Il s’agit d’un projet présidentiel à portée internationale. Nous comptons beaucoup sur vous, monsieur le ministre, sur le chef du Gouvernement et, surtout, sur le Président de la République. Ce projet est porteur de perspectives. Les relations franco-italiennes sont riches, vous l’avez dit, monsieur le ministre, les deux pays étant, l’un pour l’autre, le deuxième partenaire commercial, avec des échanges à hauteur de 70 milliards d’euros en 2012, légèrement bénéficiaires pour nos voisins transalpins. L’Italie représente le premier marché pour les ventes de produits agroalimentaires français et constitue l’un des débouchés privilégiés pour les exportations françaises d’automobiles et de produits métallurgiques. L’essentiel de l’économie italienne se concentre dans le nord-ouest du pays, autour de Milan, véritable capitale économique, de Turin et de Gênes, et se caractérise par une forte présence industrielle. Avec la Ruhr, ce sont les deux grandes zones industrielles de l’Europe. Plus qu’une liaison Lyon-Turin, ce sont aussi les relations entre Paris et Milan qui bénéficieront de cette nouvelle ligne ferroviaire. Mettre ces deux villes à quatre heures de train l’une de l’autre contribue au rapprochement de deux aires économiques fortes : le Grand Paris et la région milanaise. Les chiffres du PIB de ces deux régions sont éloquents : en 2010, le PIB s’élevait à 588 942 millions d’euros en Île-de-France, soit 29 % du PIB national – 22 % seulement étaient utilisés par les Franciliens, et 7 % étaient redistribués à l’ensemble des autres régions – et à 501 862 millions d’euros dans le nord-ouest italien.

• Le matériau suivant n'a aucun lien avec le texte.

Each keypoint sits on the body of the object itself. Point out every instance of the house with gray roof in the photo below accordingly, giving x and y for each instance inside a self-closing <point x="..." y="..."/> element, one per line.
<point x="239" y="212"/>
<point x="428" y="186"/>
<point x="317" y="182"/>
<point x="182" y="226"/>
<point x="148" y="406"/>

Il s’agit donc de réunir deux grands pôles économiques, deux « capitales-monde ». Permettez-moi d’ouvrir une parenthèse à cet égard. D’aucuns peuvent se demander pourquoi un sénateur de Paris défend ce projet de loi, qui est plutôt rhônalpin ? Tout simplement parce qu’il s’agit aussi d’un projet Grand Paris- Grand Turin-Grand Milan ! (Sourires.)

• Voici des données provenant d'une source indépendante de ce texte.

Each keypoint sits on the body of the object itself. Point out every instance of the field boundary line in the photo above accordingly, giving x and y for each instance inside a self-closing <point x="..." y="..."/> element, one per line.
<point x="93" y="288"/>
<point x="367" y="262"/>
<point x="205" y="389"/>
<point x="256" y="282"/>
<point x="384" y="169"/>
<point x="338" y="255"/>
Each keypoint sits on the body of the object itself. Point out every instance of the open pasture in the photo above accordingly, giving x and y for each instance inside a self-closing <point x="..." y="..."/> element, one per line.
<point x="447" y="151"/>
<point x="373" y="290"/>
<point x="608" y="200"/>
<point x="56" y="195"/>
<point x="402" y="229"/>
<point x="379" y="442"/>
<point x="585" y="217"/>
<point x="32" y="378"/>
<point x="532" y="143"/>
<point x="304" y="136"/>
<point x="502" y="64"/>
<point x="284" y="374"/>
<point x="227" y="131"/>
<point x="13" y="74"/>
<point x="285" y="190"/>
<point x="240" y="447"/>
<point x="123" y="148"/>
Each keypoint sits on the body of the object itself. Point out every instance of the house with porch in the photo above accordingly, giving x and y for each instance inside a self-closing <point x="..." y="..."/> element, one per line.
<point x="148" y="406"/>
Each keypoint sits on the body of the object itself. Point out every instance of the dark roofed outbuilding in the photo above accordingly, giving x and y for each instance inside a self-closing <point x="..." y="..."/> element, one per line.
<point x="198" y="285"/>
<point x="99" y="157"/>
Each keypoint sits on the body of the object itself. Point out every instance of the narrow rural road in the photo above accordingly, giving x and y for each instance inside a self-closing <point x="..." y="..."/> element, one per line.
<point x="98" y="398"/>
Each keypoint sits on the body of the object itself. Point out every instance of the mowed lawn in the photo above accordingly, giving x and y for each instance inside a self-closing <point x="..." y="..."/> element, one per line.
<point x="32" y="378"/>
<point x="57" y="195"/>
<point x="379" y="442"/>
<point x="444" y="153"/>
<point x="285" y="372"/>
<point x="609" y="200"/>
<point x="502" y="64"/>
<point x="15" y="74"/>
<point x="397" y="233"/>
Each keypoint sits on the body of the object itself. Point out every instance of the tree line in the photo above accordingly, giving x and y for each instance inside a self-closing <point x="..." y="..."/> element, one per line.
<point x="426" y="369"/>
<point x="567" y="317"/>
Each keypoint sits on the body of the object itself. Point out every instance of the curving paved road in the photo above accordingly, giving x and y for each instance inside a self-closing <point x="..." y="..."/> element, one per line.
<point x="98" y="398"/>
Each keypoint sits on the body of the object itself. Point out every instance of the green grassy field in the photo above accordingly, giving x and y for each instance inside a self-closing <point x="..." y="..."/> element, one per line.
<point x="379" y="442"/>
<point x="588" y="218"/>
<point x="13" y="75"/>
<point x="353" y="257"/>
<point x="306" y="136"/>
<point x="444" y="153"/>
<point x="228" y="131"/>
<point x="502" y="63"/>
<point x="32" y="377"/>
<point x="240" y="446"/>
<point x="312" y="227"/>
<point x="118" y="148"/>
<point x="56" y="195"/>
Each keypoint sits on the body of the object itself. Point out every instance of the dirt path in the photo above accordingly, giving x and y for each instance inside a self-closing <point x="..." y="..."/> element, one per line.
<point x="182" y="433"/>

C’est également la sécurisation des voies de communication entre la France et l’Italie qui est en jeu.
Les économies française et italienne sont fortement intégrées, mais elles dépendent, je le répète, de trois passages routiers et d’une ligne ferroviaire inadaptée. Or ces axes de communication sont fragiles. À la suite d’incendies, je tiens à le redire, le tunnel du Mont-Blanc a été fermé pendant trois ans et celui du Fréjus deux mois. Un trafic ferroviaire plus intense permettra de réduire la fragilité des axes et de sécuriser les échanges entre les deux États. En outre, dans la mesure où les pays alpins développent des infrastructures de transport de ce type, les flux avec la France risquent d’être très fortement marginalisés si nous restons à l’écart des grands axes de communication modernes. L’Autriche et l’Italie ont mis en place le chantier du tunnel du Brenner, tandis que la Suisse a mis en service le nouveau tunnel du Lötschberg et s’apprête à mettre en fonctionnement le nouveau tunnel du Saint-Gothard. Au final, ces projets et ces infrastructures renforcent le partenariat économique entre l’Italie et l’Allemagne. Veillons à ce que la France ne s’en exclut pas. À cet égard, je veux dire à nos collègues qui portent un intérêt à l’Europe que les lignes ferroviaires nord-sud sont très développées. La construction de cette ligne permettra d’avoir, pour la première fois, une ligne est-ouest.
En outre, rappelons que la liaison Lyon-Turin est un maillon d’une chaîne beaucoup plus longue, allant du sud de l’Espagne à la frontière orientale de l’Union européenne.
De fait, nos échanges avec les pays européens hors de l’Union européenne, comme l’Ukraine, dont les exportations représentent tout de même aujourd’hui 1 milliard d’euros, pourront vraisemblablement en profiter.
Enfin, le gain est également assuré en termes écologiques. Dès 1991, en signant la Convention alpine, la France s’est engagée, avec ses partenaires européens, à prendre des mesures dans le domaine des transports, « en vue de réduire les nuisances et les risques dans le secteur du transport interalpin et transalpin ». En encourageant le report modal, cet accord permettra aussi de réduire les émissions de gaz à effet de serre, puisque le fret ferroviaire possède une plus grande efficacité énergétique que le transport routier.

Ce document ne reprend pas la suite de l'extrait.